The Future of Business Marketing

July 15, 2020 at The Business Marketing Club (online, 1630 UK time)

Thanks to a small bit of contagious RNA we are all now unwilling participants in a seismic experiment that is shaking the foundations of society, technology, economics, healthcare and more. Dan Pink wonders if it’s a message from the future. Klaus Schwab calls it the bonfire of blinkered capitalism. Satya Nadella describes it as a shift “from hierarchies to wirearchies”.

As we move from survival to adjustment, from chaos to catalyst, the next normal (or abnormal) is being shaped right now. The next generation of businesses are being forged. The leaders of the future are stepping up. Great leaders are made in a crisis, and innovation thrives in tough times. How will you seize this moment to do more, to be more, to create a better future?

It’s a watershed moment. As the virus followed the flows of money, goods and people around the world, the networks that facilitate our modern lifestyles facilitated the pandemic. 183 countries have reported Covid-19 cases, 3 billion people across the world have been under some form of lockdown, with a $2.7 trillion projected economic loss (according to Bloomberg).

Right now, we are seeing a huge unmasking of our current systems – the fragility of business and society, the consequences of urbanisation and globalisation, our dependence on technology and healthcare. Activities in which consumers are likely to change behaviour most are in travel, shopping, and socialising. And to some extent in work, education and health.
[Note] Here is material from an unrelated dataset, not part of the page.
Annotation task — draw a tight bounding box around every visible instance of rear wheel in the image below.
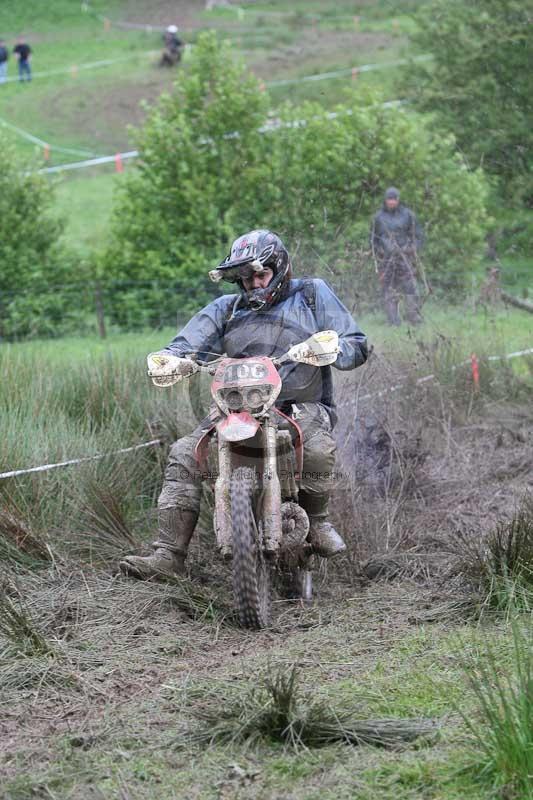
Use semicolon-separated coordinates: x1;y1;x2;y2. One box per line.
230;467;270;629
We are faced with a choice to re-build the world as it was, or to realise the possibilities before us. To build stronger economies and more inclusive societies, to harness the power of our resilience and ingenuity to shape a better world of our choosing. We each have a role and a stake in solving humanity’s most pressing challenges, and also seizing its opportunities.

I believe we will see a rising social conscience in business, more future-proofed portfolio- based strategies, an acceleration to digital, a humanising of technology, a shift to dematerialisation, more agile ecosystems of global and local supply and demand, a more flexible workstyle, fast projects replacing traditional jobs, a more liquid learning style … and better leaders who look forwards not back.

Crisis as catalyst for innovation … in economic cycles, every financial downturn is matched by an innovation upturn. In fact 57% of the current Fortune 500 were founded in a downturn. Right now, the next generation if businesses are being shaped. And below today’s business turmoil, a tremendous digital revolution is taking shape.


Megatrends are accelerating … the shift in power from west to east (Asia continues to grow), the dependent needs of ageing generations (care, infrastructure), the huge concentration of people in megacities (healthcare), the fragility of our environment and natural resources (less is more), and the rise of intelligent, connected technologies (AI).

Driving human and tech ingenuity … pandemic has seen rapid adoption of new technologies, and the “digital me” (belonging and connected) – in distributed working (remote and hybrid), intelligent healthcare (online and data-driven), digital retail (cashless and automated), personal mobility (electric and local) education (hybrid and collaborative).

Creating a better future business… now is the time for leaders to step up, to find a better future, not just recover the old world – more enlightened (purpose beyond profit, human before technology), more agile (networks not hierarchies, fast and liquid), more resilient (innovation not efficiency, future-proofed portfolio).